A Question-Answering Approach to Key Value Pair Extraction from Form-like Document Images
Kai Hu, Zhuoyuan Wu, Zhuoyao Zhong, Weihong Lin, Lei Sun, Qiang Huo

TL;DR
This paper introduces KVPFormer, a novel question-answering based method utilizing Transformers for extracting key-value pairs from form-like document images, achieving state-of-the-art accuracy.
Contribution
The paper proposes a new QA-based approach with a coarse-to-fine prediction strategy and spatial attention bias for improved key-value extraction from document images.
Findings
Achieves state-of-the-art F1 scores on FUNSD and XFUND datasets.
Outperforms previous methods by 7.2% and 13.2% in F1 score.

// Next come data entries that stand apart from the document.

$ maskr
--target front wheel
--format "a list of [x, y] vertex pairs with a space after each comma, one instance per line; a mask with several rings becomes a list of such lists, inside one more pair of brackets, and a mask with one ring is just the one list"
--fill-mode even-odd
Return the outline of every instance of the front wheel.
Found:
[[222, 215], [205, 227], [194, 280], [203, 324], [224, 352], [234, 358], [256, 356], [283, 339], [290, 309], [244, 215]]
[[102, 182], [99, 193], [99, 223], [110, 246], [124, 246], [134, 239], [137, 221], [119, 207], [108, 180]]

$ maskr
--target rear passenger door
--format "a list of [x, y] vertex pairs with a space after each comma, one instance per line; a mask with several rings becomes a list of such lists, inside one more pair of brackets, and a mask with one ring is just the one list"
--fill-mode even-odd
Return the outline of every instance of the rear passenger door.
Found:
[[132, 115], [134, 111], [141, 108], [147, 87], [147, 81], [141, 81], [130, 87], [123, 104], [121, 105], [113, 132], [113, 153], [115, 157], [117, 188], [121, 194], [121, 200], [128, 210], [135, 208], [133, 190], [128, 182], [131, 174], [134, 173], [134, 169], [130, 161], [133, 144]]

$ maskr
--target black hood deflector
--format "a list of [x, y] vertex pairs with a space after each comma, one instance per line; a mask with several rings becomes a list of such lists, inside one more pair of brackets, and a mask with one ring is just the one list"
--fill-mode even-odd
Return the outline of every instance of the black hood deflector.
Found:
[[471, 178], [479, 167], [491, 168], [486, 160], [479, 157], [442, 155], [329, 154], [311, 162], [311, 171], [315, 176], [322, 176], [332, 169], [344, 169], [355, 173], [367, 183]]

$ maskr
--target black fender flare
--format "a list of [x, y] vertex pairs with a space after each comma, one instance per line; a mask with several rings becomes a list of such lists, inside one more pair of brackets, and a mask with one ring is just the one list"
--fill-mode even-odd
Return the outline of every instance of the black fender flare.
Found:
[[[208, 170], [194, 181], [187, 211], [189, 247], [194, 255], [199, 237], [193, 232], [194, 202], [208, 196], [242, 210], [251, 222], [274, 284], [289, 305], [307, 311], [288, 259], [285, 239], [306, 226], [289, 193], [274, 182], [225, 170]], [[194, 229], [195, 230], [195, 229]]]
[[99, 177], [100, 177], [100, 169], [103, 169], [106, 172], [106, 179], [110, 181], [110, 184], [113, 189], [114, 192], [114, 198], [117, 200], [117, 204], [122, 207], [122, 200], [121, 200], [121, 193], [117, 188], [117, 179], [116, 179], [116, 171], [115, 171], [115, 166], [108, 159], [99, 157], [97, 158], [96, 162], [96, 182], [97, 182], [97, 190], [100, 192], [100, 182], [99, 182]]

Introduces spatial compatibility attention bias to enhance spatial interaction modeling.
Abstract
In this paper, we present a new question-answering (QA) based key-value pair extraction approach, called KVPFormer, to robustly extracting key-value relationships between entities from form-like document images. Specifically, KVPFormer first identifies key entities from all entities in an image with a Transformer encoder, then takes these key entities as \textbf{questions} and feeds them into a Transformer decoder to predict their corresponding \textbf{answers} (i.e., value entities) in parallel. To achieve higher answer prediction accuracy, we propose a coarse-to-fine answer prediction approach further, which first extracts multiple answer candidates for each identified question in the coarse stage and then selects the most likely one among these candidates in the fine stage. In this way, the learning difficulty of answer prediction can be effectively reduced so that the prediction…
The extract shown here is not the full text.